File Photo of Kremlin Tower, St. Basil's, Red Square at Night

(Interfax – August 13, 2015)

Forty percent of Russians have backed the authorities’ decision to destroy embargoed food, while the number of opponents is a bit higher (48 percent), the Levada Center has told Interfax on Aug. 13.

In the opinion of the respondents, the food would better be given to orphanages, homeless shelters or hospitals (43 percent) or be distributed amongst the needy: pensioners, people with disabilities and families with many children (41 percent).
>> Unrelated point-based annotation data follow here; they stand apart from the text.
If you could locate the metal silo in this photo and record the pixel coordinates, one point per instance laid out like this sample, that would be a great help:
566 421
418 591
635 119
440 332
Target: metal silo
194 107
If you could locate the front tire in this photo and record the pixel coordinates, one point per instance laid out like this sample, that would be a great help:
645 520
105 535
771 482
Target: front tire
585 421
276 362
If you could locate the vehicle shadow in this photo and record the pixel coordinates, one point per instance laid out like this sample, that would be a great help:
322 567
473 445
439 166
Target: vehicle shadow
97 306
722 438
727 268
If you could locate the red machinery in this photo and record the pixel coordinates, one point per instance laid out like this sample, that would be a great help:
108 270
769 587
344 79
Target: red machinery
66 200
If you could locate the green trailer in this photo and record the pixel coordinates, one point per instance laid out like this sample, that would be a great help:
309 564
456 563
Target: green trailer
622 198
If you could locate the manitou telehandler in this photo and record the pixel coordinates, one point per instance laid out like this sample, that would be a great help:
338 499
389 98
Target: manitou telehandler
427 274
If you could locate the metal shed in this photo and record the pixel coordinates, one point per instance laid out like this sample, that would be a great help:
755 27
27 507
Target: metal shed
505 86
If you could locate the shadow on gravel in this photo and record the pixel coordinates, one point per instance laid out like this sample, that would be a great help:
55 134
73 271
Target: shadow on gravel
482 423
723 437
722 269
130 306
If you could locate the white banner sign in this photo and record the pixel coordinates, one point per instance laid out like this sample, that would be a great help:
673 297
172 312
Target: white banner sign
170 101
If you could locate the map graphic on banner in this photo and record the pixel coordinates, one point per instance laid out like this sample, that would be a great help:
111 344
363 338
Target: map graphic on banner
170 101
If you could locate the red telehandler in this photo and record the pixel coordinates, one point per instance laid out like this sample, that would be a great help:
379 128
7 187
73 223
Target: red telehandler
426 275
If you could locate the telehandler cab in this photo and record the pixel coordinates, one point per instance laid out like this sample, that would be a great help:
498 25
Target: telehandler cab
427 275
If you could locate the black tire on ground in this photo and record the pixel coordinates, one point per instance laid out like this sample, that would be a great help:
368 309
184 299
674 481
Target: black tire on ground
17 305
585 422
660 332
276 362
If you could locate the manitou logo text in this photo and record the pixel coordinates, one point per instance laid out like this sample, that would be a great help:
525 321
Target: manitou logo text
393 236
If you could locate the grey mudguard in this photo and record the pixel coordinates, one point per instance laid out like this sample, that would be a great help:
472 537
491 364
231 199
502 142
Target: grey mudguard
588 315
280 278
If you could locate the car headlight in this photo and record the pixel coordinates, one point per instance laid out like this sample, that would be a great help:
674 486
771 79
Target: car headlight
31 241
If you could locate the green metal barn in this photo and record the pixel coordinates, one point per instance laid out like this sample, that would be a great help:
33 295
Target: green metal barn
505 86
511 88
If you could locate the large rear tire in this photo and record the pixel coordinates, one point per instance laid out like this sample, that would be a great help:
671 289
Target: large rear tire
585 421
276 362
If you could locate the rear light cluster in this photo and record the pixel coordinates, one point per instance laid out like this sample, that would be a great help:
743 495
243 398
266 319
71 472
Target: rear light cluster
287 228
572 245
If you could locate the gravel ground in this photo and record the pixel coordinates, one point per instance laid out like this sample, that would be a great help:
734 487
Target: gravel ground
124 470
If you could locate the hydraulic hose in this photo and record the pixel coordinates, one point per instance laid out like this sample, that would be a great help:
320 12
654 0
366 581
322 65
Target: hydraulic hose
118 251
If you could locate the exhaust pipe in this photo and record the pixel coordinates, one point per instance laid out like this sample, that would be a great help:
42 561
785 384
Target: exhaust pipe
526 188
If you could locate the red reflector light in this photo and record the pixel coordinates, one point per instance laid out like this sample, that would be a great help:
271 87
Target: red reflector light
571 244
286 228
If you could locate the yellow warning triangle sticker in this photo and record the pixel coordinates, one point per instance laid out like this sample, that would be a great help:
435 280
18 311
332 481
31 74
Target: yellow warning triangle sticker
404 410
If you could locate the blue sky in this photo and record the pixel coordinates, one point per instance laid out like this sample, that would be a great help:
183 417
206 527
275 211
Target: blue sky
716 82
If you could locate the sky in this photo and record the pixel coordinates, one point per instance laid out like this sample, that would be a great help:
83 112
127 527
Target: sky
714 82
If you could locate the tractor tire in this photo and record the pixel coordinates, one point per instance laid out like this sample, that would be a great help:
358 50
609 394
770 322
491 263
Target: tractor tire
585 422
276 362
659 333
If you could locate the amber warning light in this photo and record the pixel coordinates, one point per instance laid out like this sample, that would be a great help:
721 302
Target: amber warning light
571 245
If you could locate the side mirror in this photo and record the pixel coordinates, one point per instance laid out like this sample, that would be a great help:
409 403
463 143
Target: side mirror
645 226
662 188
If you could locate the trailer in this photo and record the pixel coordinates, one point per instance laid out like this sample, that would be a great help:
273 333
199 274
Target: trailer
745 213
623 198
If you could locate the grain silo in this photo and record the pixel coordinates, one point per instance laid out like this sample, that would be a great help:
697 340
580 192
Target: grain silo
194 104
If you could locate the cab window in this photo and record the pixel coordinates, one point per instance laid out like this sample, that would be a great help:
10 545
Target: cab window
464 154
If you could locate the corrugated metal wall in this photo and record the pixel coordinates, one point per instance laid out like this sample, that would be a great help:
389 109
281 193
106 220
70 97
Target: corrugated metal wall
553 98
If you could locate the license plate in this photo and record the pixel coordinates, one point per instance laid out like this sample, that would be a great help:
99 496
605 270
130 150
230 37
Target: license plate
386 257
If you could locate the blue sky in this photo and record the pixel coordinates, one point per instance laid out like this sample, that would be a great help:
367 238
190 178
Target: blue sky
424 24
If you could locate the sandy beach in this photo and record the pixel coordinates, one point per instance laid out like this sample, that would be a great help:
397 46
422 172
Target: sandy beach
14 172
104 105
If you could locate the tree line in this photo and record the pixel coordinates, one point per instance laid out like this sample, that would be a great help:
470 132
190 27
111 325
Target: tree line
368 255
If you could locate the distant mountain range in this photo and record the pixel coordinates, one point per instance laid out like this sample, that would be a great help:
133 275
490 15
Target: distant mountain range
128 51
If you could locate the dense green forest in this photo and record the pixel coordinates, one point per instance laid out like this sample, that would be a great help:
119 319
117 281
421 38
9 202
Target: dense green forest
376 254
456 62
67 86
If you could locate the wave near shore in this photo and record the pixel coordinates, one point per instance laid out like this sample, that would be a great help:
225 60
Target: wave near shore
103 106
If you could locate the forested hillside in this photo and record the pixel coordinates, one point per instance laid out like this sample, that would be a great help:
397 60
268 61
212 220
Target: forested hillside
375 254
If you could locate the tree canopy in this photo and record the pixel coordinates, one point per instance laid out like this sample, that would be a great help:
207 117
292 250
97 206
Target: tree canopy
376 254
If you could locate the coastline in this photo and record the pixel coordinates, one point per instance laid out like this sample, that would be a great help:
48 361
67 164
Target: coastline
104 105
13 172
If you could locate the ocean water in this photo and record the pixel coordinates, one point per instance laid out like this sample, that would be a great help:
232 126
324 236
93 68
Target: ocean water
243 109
Twenty-seven percent proposed to give the embargoed food to charities; 27 percent proposed to send the food to Donbas and 12 percent to hungry people in Africa.

Fifteen percent think the embargoed food should be destroyed and 10 percent suggest that it be processed and used as fertilizer or cattle food.

On July 29, 2015, the Russian president signed a decree on the destruction of all agricultural products, raw materials and food prohibited from being imported into Russia starting on August 6. According to Rosselkhoznadzor, 371 tonnes of food had been destroyed by Aug. 10.

Twenty-three percent of Russians said the decree ranked second amongst the most remarkable events of the past four weeks.

On the whole, 68 percent of the respondents backed the Russian authorities’ ban on imports of food and agricultural products from EU countries and the United States. The indicators were 78 percent and 13 percent, respectively, a year ago.

Two-thirds (66 percent) of the respondents feel negative about the proposal to ban government procurements of high-tech medical hardware, such as X-ray machines, ultrasonic scanners, artificial lung ventilation systems, newborn incubators and so on, from the West, and 26 percent support it.

The ban on government procurements of orthopedic footwear, prosthetic appliances, crutches, bandages and other patient care products from the West is supported by 33 percent and not supported by 55 percent.

Forty-three percent of 1,600 respondents polled in 134 populated localities in 46 regions on Aug. 7-10 backed the idea to ban government procurements of condoms from the West, and 36 percent expressed their negative attitude.